Back in the 1980s, Tony Blair, a junior Shadow minister, was sitting quietly with his constituency agent, John Burton, when he suddenly exclaimed: “You know, John, I understand it all. Finally, I've got it.” When Burton asked him what he was talking about, Blair triumphantly replied: “Microeconomics!”
Twenty years later the remark seems charmingly naive. Could a Labour spokesman with an economic portfolio really have been so pleased to understand the basic ideas of supply and demand, pricing and competition? But at the time it was a considerable intellectual achievement for a politician of the Left, and it was to prove an important political moment too.
I wonder whether in a couple of decades' time, our own fumbling first acquaintance with new thinking will appear similarly amusing. For an intellectual revolution is under way that will change the way we think about public policy just as the free market economists did in the 1980s. I wonder whether one day soon a future party leader will turn round to his agent and say: “Finally, I've got it! Human behaviour.”
Those who doubt that there is something going on in the world of ideas should get themselves a publisher's catalogue. One month there is a book called Nudge, the next a book called Sway. A volume called Predictably Irrational follows another called Irrationality. Since the success of Malcolm Gladwell's Tipping Point, books on tipping points have reached a tipping point.
Behind this publishing explosion, with its PR hoopla, is real and solid intellectual progress. It comes from two streams of thought, developing alongside each other. The first is the idea of evolutionary psychology.

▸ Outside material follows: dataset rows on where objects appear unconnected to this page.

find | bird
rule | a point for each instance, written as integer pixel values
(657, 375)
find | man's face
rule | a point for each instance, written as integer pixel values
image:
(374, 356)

The breakthrough came with E.O. Wilson's controversial work Sociobiology, first published in 1975. Since then a number of academics, including familiar names such as Richard Dawkins and Steven Pinker, have illuminated aspects of human behaviour by explaining how they arise from our Darwinian struggle. For example, we reciprocate favours because we are the genetic descendants of those who survived to breed because they reciprocated favours.
Why was this work controversial? Because it argued that behaviour is partly inherited, offending against those who believe that we are born completely free of such influence. As Pinker explains in his unmissable book The Blank Slate, the critics have really lost the battle, even if they haven't given up.
The second stream of thought is behavioural economics. For twenty years now, some economists have been looking at the psychology of economic decision-making. Instead of seeing humans as rational calculating machines, behavioural economists have been conducting experiments to assess how real choices are made. On paper, two alternatives may look economically identical. But the way that they are framed and the context will, in the real world, determine the choice. Human beings are, for instance, highly loss-averse. They will take risks to avoid a loss, while behaving conservatively when a possible gain is in the offing.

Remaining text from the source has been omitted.